Show Their Tweets - A Power App using Face API to show tweets based on photo taken

Ignite - The World Tour. London. January 2020. Microsoft brings along some of its biggest names in the Power Apps world to the Excel Centre.

In the morning, Dona Sarkar, principal advocate for the Power Platform promises a brand new Power Platy sticker for anyone who shows a Power App to her or Brian Dang aka 8bitclassroom. I'm a sucker for a sticker so showed my kitchen calendar app and now my Surface has a little less space. It didn't stop there though.

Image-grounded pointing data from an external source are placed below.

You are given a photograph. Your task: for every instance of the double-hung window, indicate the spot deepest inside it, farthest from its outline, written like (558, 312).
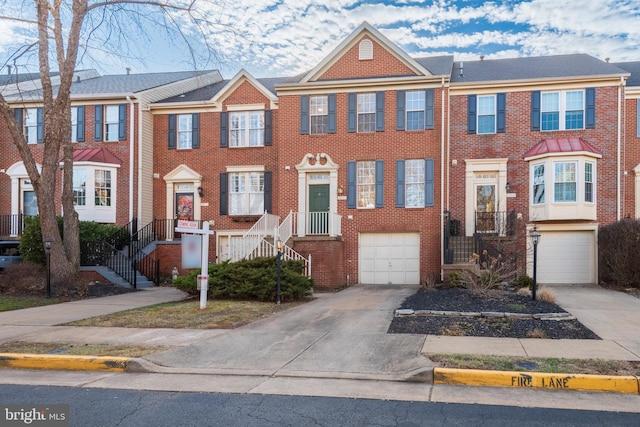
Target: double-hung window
(319, 114)
(415, 106)
(588, 182)
(414, 183)
(102, 187)
(538, 184)
(487, 114)
(185, 128)
(246, 128)
(366, 112)
(564, 179)
(366, 184)
(75, 120)
(31, 125)
(111, 123)
(79, 187)
(246, 193)
(562, 110)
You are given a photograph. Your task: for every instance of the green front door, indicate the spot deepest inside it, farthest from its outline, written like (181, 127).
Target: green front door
(318, 222)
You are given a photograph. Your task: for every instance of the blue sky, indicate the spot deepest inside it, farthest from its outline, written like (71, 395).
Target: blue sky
(287, 37)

The Ignite Tour is great as it helps those of us who struggle to afford the trip over to the US and shares some of the best of the sessions. I was a little disappointed with the range of talks this year but there was a heavy sway towards AI and also Power Platform. As I had breakfast on day 2, I was hatching a plan. Could I write an app in a day that combined the best of both? The answer turned out to be not quite - a combination of too much chatting to the community (always worthwhile) and wobbly wifi for most of the day meant that I had to finish it off this morning but I think the end result was worth it.

Share Their Tweets

The main aim of the app was to integrate the Face API and possibly some other Cognitive Services. The rest of it slowly evolved from there. As I was among many MVPs and other knowledgeable people who share much of their learnings on Twitter, I thought that it might be good to introduce some of that. So how does it work?

The home page lets the user take a photo and it will try and recognise a face in that photo (just the one at the moment). If they are in the list, then it will show a list of their tweets with the option to show any that they are mentioned in. Then if you click on two of the icons along the top, the app will now extract either a set of key phrases from the last thirty tweets or the entities used by running them through the Text Analytics Cognitive Service.

Homepage Tweets Entities

The rest of the app is about setting up the people who can be searched for. From the homepage, you can click on the people icon to see a list of people. There you can also add another person by taking their photo, adding their name and Twitter handle. The app also allows you to add additional photos to help train the face list for a person further.

People Add Person Add Person Face

Want to see a live demo?

So how does it actually work?

In a simple summary, the app stores a list of people in a SharePoint list, the photos are uploaded to Azure Blob Storage and a Power Automate Flow is used to process the photos using Azure Cognitive Services. It would be great not to need the Blob Storage as that pushes the need up to the more expensive tier but the Face API Connector requires a public facing URL holding the image to be processed - strangely, the Face API itself can be called with a streamed image but that capability is not available in the Connector.

The Face API requires a Person Group to hold a list of people that can be matched against. An image can be processed to detect faces that are then added to a Person Group Person. Each of those Persons can then have a face compared with them to identify the likelihood that the face matches one of those. This is a little complex at times and using the Face API documentation to test the different calls can really help. This is especially true during testing as the Power Apps and Flow connectors don't allow you to delete a Person Group or Person.

What's next?

There are still areas that need improving. Most notably, there is little error handling and support for things like the photo not detecting a face or the API calls failing for whatever reason. The list of people should also set up checks against the Person Group Persons to ensure that they exist and how many trained faces have been set.

It would also be interesting to try and pull out photos of someone from their Twitter handle so it could learn from Twitter rather than live photos. It would need a mechanism to pick whether the person was in the photo but that is possible. A little more work will be needed to check the media URLs held for the tweet which is why it hasn't happened yet.

This post has been kept as a high level overview but I will spend a bit of time to run through some of the details such as how to upload a photo as a blob, how to call detect face on that and how to link it to a Flow in later posts.